2021-05-26

Łukasz Kaiser presented on research he co-authored in 2020 on how to make Transformer architectures more efficient. These are some minimal notes from that talk, which was given at the Pi Campus, Rome on 26th May 2021 and is available here. The main reference for this talk is the Reformer: The Efficient Transformer which has a write-up at the Google AI blog.

Pi Campus Summary / Teaser

Transformer models have been used in a variety of fields and yield great results on many NLP tasks

But between the BERT, GPT-3, and many other variants, they can be inefficient and it can be hard to apply them.

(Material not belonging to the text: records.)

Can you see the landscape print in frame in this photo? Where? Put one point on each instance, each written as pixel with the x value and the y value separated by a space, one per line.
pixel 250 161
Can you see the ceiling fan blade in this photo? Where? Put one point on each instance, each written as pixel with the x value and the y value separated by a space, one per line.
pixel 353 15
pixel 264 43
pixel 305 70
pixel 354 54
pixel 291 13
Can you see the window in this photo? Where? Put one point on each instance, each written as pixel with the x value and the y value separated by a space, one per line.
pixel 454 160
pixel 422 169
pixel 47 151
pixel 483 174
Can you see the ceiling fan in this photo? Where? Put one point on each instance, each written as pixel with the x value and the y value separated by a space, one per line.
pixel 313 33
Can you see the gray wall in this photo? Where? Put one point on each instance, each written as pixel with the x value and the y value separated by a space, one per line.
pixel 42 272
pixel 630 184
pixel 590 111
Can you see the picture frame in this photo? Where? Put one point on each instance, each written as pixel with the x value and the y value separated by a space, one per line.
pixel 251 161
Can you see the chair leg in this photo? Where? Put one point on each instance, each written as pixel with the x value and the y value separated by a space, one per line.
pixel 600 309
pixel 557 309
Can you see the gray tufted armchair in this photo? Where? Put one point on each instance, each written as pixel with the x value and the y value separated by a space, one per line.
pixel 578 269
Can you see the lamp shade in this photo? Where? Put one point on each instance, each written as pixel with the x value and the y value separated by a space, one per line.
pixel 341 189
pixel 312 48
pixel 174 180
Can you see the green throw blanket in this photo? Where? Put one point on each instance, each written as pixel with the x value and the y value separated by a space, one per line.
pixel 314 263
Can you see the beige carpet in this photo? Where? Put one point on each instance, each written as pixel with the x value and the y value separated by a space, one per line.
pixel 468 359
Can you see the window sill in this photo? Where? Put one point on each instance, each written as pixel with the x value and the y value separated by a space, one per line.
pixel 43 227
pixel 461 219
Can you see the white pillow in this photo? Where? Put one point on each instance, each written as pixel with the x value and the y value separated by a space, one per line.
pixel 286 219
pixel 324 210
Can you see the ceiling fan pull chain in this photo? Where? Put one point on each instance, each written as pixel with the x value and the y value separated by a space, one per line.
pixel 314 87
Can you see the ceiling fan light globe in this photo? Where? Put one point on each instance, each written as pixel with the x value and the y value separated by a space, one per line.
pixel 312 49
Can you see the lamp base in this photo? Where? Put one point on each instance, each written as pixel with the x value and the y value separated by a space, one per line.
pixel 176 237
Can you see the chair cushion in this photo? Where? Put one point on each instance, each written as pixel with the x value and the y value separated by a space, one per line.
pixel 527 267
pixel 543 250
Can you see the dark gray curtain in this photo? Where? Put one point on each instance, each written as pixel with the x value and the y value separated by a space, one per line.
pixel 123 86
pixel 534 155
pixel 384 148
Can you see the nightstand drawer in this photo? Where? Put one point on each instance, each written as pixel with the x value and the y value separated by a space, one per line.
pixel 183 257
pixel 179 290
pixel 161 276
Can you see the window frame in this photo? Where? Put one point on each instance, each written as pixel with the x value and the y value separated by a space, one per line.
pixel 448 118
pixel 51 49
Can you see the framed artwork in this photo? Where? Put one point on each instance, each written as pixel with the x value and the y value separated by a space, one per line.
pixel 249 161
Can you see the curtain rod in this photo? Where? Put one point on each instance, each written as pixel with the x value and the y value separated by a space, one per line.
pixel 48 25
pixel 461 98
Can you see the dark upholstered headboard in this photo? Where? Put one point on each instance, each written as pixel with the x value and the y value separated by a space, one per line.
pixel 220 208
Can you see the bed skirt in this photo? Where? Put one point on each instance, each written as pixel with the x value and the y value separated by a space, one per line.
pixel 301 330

Lukasz will introduce a new efficient variant of Transformer. He’ll take us through the main methods needed for efficiency and show how they address the main problems of high memory use and low performance on long sequences that limited the use of some Transformers before. He will finish with new applications that open up.

Notes

  • RNNs used for MT, but drawbacks
    • slow: sequential processing of input to get hidden state
    • propagate gradients but only up to a point
  • Attention
    • encoder: attend to everything
    • decode: attend to the left (the past) and to the encoder output
    • everything attends to everything: parallel processing fast

MT results (WMT-14) were good: 29.1 EN-DE and 41.8 EN-FR; outperformed LSTMs/GRUs

Transformer drawbacks:

  • everything attends to everything quadratic complexity in the sentence length; problem for e.g. paragraphs of text, books
  • Memory: 12 GB RAM with seq length of 384 max batch length is zero (must create square matrix for attention).
  • 175B params GPT-3
  • 13B params (GPT-2?)
  • 1.3B params (GPT-1?)

More parameters seem to be better, even when parameter count gets large

also good for one-shot or few-shot learning.

Efficiency Challenges

  • memory
    • reversible residual layers as in RevNet [Gomez+ 17]
    • efficiently train with memory swapping to CPU and quantization
  • time
    • introduce fast attention with LSH
  • activate all weights for each token
    • sparse layers that allow selective activations

Memory Efficiency

  • 1M tokens
  • Input embedding size:
    • already a tensor that takes ~2 GB
    • each layer is 2GB: 12x attention + 12x FFN 50GB

Solution: Reversible Networks

Transformer has residual connections

No caching needed for RevNets

Reversible Transformer: works on par with standard transformer.

Time Complexity

Attention is quadratic, but is also sparse.

Leverage this to limit the number of keys that a query attends to

Use Locality Sensitive Hashing (LSH) to get nearest neighbours without explicit calculation.

Idea (sketch)

  • draw random lines
  • consider only potential neighbours that fall on the same side of all the lines
  • in most cases, the nearest neighbours are in this partition of the space

Notes: May fail; probabilistic algorithm

Need to redraw lines; empirically ~8 hashes (LSHa 8-hash)

Speeds up training for sequences above ~4000 tokens

LSH Attention

LSH bucketing

Sort by LSH bucket

Chunk sorted sequence to parallelise (for GPUs)

Attend within same bucket

Sparsity

Standard FFN Layer

Sparse version: Keep only one row/column from each block.

Sparsity (often) increased by ReLU

How to decide which columns/rows to keep: use low-rank matrix (e.g. 32)

Straight-Through Gumbel-Softmax (per block)

Sparsifying Dense QKV Layers in Attention

perform local convolution

Sparsified Transformer results soon to be published (as of 2021-05-26)

Future

  • Efficient transformers for all lengths
  • Decoding fast enough even on CPUs
  • Fine-tuning possible for everyone

Main References

Audience Questions

Question: Do you see any techniques that will supersede transformers?

Response:

Question: tensor2tensor has been superseded by Trax. How does Trax take over from these frameworks?

Response: Pre-trained models are hard to release and maintain. Hugging Face provide pre-trained models readily.

Question: FNet seems promising. What do you think?

Response: It does. It remains to be seen if it will perform well across as-yet untested domains, but it very well might.